Context:
Since February 24, 2025, the SEBI consultation paper has affected OI calculations, limits on positions, and new trading sessions before and after continued derivatives trading. The delta calculation has been staunchly opposed by the Futures Industry Association, or FIA, a global body representing foreign portfolio investors.
What Is Open Interest?
Open interest is the total number of outstanding derivative contracts for an asset—such as options or futures—that have not been settled. Open interest keeps track of every open position in a particular contract rather than tracking the total volume traded.
SEBI”s Key Proposals
- Change in OI Calculation
- Current: Simple addition of notional OI in futures and options Proposed: Aggregation of delta adjusted options positions with futures OI to better reflect price sensitivity.
- Delta Based Position Limits: Delta (ranging from 1 to +1) would become the benchmark for position limits, representing option price sensitivity relative to underlying asset movements.

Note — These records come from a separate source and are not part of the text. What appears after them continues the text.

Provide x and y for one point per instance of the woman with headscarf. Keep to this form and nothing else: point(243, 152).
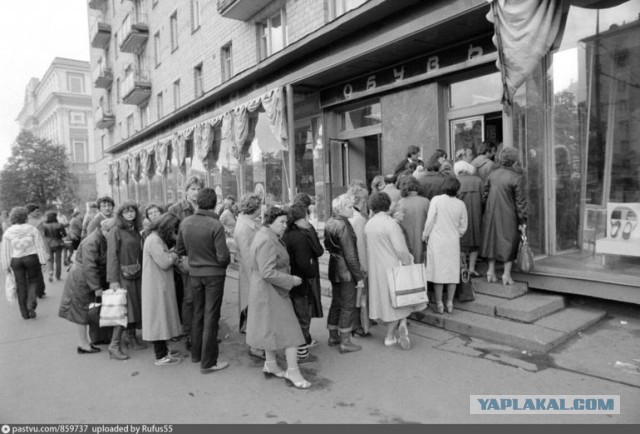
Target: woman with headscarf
point(87, 279)
point(505, 214)
point(271, 321)
point(124, 270)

- Pre Opening and Post Closing Sessions
- New trading windows for derivatives proposed to enhance price discovery.
- Eligibility Criteria for Non Benchmark Index Derivatives
- New standards to offer derivatives on indices other than market benchmarks.
FIA Has Conclusively Identified Concerns as
- Operational Complexity
- Delta based calculations necessitate constant recalculation and monitoring, which increases error susceptibility and heavy burden.
- Liquidity Risks
- Frequent delta adjustments may force participants out, leading to low liquidity and high volatility.
- Price Manipulation Risks
- The shifting limits could unconsciously lead to “unintentional market distortions.”
- Contrary to Global Standards
- Delta based OI calculations are such issues that most prominent markets such as Hong Kong and Chicago Mercantile Exchange (CME) fail to utilize.
- Adversely Impacts Frequent Trading Strategies
- Strategies such as index arbitrage or long options positions would be subjected to penalties under delta threshold but would incur no coverage increase in risk.
Debate over Proposed Limits
- SEBI proposes an increase in the end of day (EoD) limit for entities to be ₹1,500 crore instead of ₹500 crore. FIA states that if delta methodology is adopted, the EoD limit should be ₹7,500 crore to accommodate such fluctuating risk thresholds.
Market Perspective
- There are no serious defaults in the present system, which interrogates the need for an overhaul. FIA suggests SEBI reconsider and analyse other adaptations of global methodologies before it embarks upon complicated changes.
While SEBI’s intent to strengthen risk monitoring is laudable, the FIA’s indorsement throws a huge trellised shadow around “practical and operational risks” capable of disrupting liquidity and market efficacy. A balanced, globally benchmarked approach adapted to best practices in standard risk management should therefore be developed to address all concerns around this proposal.